Manassas museums 10/25/00


Expand, enliven museums, study says

By Keith McMillan

Media General News Service

    MANASSAS The Manassas Museum System could receive a facelift and significant expansion if city officials back the findings of a September development study.

    The plan, prepared by the PRD Group of Fairfax, suggests the museum’s main building on Prince William Street expand to include changing exhibit galleries, a larger store and a hands-on discovery room. It also suggests Liberia, a historical home and plantation in northern Manassas, be open to the public.

    The study also encourages the museum system to do one very important thing: increase the number of visitors.

    “It does no good to have preserved these sites,” said system Director Scott Harris, “without the public deriving some benefit from them.”

    The study reached two major conclusions: the number of visitors could rise dramatically with a healthy expansion, and more aggressive marketing is needed to attract regional and repeat visitors.

    The museum averages about 35,000 guests per year, including 29,000 paying customers.

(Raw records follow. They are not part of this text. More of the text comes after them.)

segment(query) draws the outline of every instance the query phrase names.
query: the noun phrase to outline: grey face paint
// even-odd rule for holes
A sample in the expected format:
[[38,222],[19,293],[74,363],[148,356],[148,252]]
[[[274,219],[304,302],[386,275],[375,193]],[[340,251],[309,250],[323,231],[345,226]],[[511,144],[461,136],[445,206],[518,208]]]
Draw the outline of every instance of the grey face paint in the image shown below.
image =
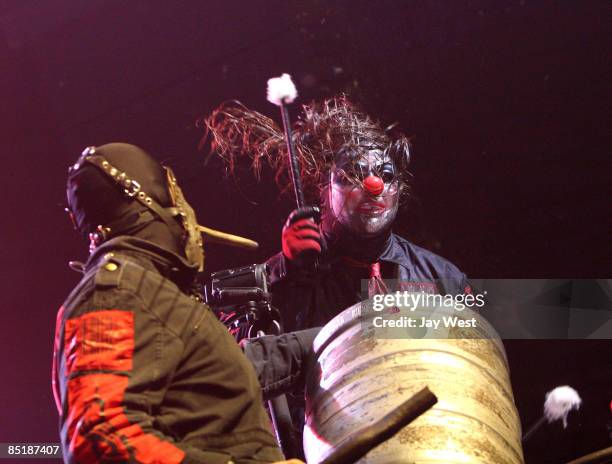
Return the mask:
[[[391,227],[399,206],[399,182],[391,158],[380,150],[358,157],[343,155],[330,173],[329,205],[335,218],[351,232],[373,237]],[[384,182],[380,194],[370,193],[363,180],[375,176]]]

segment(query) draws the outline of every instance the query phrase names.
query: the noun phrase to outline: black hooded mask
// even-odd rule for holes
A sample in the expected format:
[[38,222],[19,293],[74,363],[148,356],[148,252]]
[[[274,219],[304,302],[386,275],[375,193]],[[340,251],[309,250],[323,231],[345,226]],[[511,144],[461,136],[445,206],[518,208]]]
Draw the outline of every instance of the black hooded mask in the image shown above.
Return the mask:
[[203,267],[202,237],[169,168],[134,145],[86,148],[66,186],[75,227],[90,251],[118,235],[152,241]]

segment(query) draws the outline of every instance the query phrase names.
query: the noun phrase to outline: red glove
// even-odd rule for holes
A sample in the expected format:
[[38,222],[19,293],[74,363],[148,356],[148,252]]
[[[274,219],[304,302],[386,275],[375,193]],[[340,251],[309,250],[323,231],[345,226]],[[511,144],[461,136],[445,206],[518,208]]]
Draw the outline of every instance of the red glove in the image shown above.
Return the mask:
[[321,253],[321,232],[315,221],[321,216],[316,206],[293,210],[283,227],[283,254],[296,260],[306,252]]

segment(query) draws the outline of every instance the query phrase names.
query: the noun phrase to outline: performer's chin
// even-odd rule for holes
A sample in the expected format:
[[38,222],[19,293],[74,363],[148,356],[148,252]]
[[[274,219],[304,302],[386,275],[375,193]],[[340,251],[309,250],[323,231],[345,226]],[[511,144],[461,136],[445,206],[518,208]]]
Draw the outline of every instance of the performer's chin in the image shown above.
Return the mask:
[[380,220],[363,221],[357,232],[362,237],[376,237],[387,230],[387,226]]
[[383,214],[361,216],[360,234],[366,237],[375,237],[386,232],[393,222],[391,211],[385,211]]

According to a 1997-98 visitor survey, however, only one in four guests are from Northern Virginia and less than 10 percent were repeat visitors.

    “What we have determined,” Harris said, “is that we do want to change our local and repeat visits while not sacrificing the number of tourists (out-of-area visitors).”

    Attracting more visitors starts with the expansion of the Prince William Street building, highlighted by a 3,000-square-foot temporary exhibit gallery that could house up to three exhibits at once, according to the plan.

    A new gallery, says Harris, would allow the museum to combat a problem growing since the museum moved to Prince William Street in 1991: a perception among locals that there is nothing new to see. Harris said people often visit once, and never come back.

    “It would be an opportunity for us to put more of our collection on exhibit and for us to take advantage of traveling exhibits,” Harris said.

More than 60 percent of the collection is kept in storage, some of it off-site, Harris said.

    The expansion proposed in the plan also includes 2,000 square feet of additional storage space, more offices, a library, rest rooms and expansions for the lobby and store.

    The plan also says the museum would attract more guests by adding hands-on exhibits geared for children and families. It could also encourage more school-age and senior tours.

    Harris says the museum wants to add variety and give people reasons to frequent the museum and its sites.

    With work either complete or pending at the Manassas Train Depot, the Hopkins Candy Factory and two Civil War earthen forts, Mayfield and Cannon Branch, Harris said the system is growing steadily.

    “If we can fulfill what’s in this plan, we will have a museum system in fact, not just in name,” Harris said.

    There are currently no plans to open Liberia, but Harris said it could be a site for indoor and outdoor programs covering, among other things, agricultural and African-American history.

    Harris said the Jennie Dean memorial site is adequate, but could benefit from stronger marketing.

    The plan calls for improved marketing of all sites within the museum system to help attract a larger local and regional audience. The plan also encourages the museum to cover more 20th-century history, so the museum is not perceived as simply Civil War-oriented.

    The plan also details revenue sources and an increase in tourism spending that would help offset some of the costs of expansion.

    Harris will present the plan to the city council at a 5:30 p.m. work session. He said he hopes the council endorses the plan and circulates it to county officials and local historical sources.

    Harris plans to return to the council in March to discuss specifics.